Reflection for Saturday, January 2

I have read the scripture passages for today over and over, and each time I read them I seem to hear a message crying out to me, in my own desert, to remember just who I am! When some hear that, they may be thinking I am hearing a message of humility. A message that says, “remember who you are” as in “you are not God.” However, what I actually hear is the opposite, a message that is often much more difficult to receive. I hear that I (We) are the God who dwells within us! Throughout my own personal journey of faith, I remember learning and being reminded that God is God, and we are “just” humans.  That we somehow struggle and fall short because of the limitations that come with being human. However, I have always had a voice crying out within me saying “that doesn’t feel quite right.”

Just last week we celebrated the Incarnation of God.
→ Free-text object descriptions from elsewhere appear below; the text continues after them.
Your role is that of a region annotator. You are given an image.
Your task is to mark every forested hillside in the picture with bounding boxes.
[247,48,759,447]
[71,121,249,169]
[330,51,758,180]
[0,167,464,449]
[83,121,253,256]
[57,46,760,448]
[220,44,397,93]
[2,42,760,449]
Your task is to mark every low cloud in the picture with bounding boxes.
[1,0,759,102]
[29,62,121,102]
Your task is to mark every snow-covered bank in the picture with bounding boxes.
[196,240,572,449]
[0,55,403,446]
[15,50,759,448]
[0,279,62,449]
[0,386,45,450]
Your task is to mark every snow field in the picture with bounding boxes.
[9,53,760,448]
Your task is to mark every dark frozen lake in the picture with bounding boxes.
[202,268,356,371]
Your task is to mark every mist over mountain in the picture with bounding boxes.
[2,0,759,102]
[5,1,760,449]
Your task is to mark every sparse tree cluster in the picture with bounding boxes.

I have often said that I wish the feast we call Christmas would be renamed to the feast of the Incarnation so we would be invited to focus on exactly what we celebrate, which is that God became human. God took on human flesh and became one of us. The word that comes to me as I meditate on this is “embodiment”, which can be defined as the physical form of an idea, quality, or feeling. Jesus embodied God, and now we embody God.
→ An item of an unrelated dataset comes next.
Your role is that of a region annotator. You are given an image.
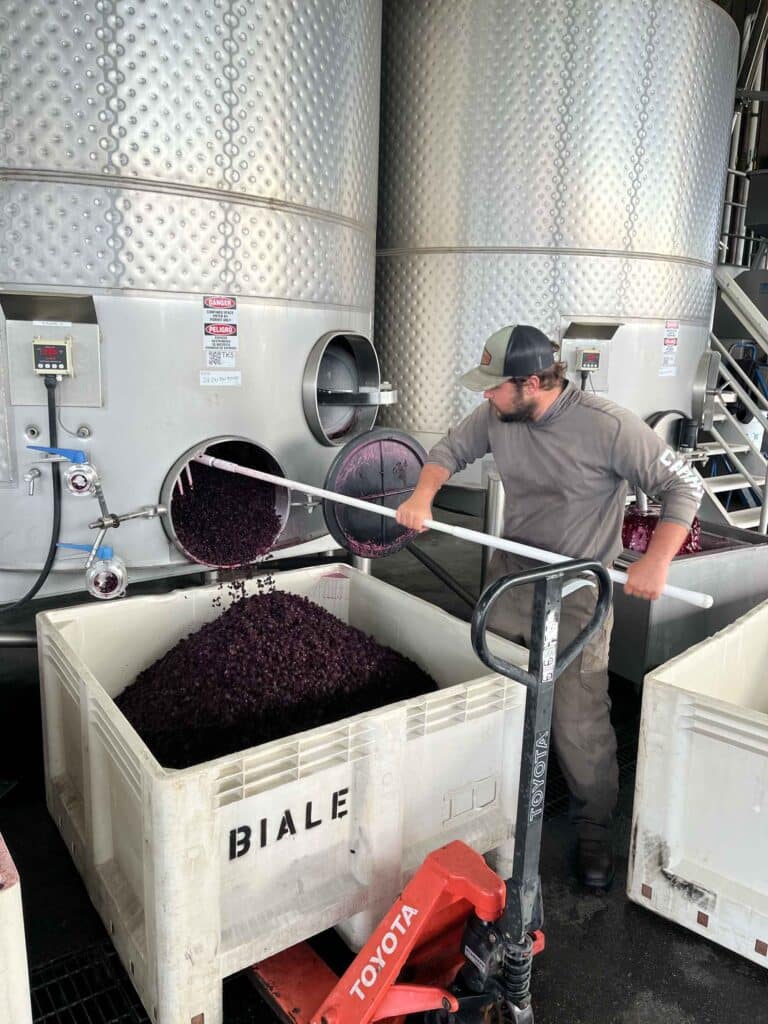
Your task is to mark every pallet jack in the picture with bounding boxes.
[251,560,612,1024]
One of my favorite songs is “St. Theresa’s Prayer”. The words say “Christ has no body now but yours. No hands, no feet on earth but yours. Yours are the eyes through which he looks with compassion on this world. Yours are the feet with which he walks, to do good. Yours are the hands with which he blesses all the world.” We are the body of Christ. That’s not just a pretty poetic idea, it's a fact.

My favorite author, Richard Rohr, often states that if we remember who we are, then what to do will just naturally follow. Again, I think people can hear that as a judgment or a reminder that we have to be careful to not fall short of what is expected of us. That is not what he means. He is saying that if we truly remember that we are all ONE, we are anointed in Christ, we are the body of Christ (which is pretty powerful), then we would be less apt to think so little of ourselves. He reminds us that we are not “less than.” We are the embodiment of God. So, when we are asked the question “Who are you?” let us confidently respond “I am the God who dwells within me.” We are worthy of that, not because of anything we have done or not done, but by the mere fact that God created us to be that. Own it. Celebrate it. Believe it.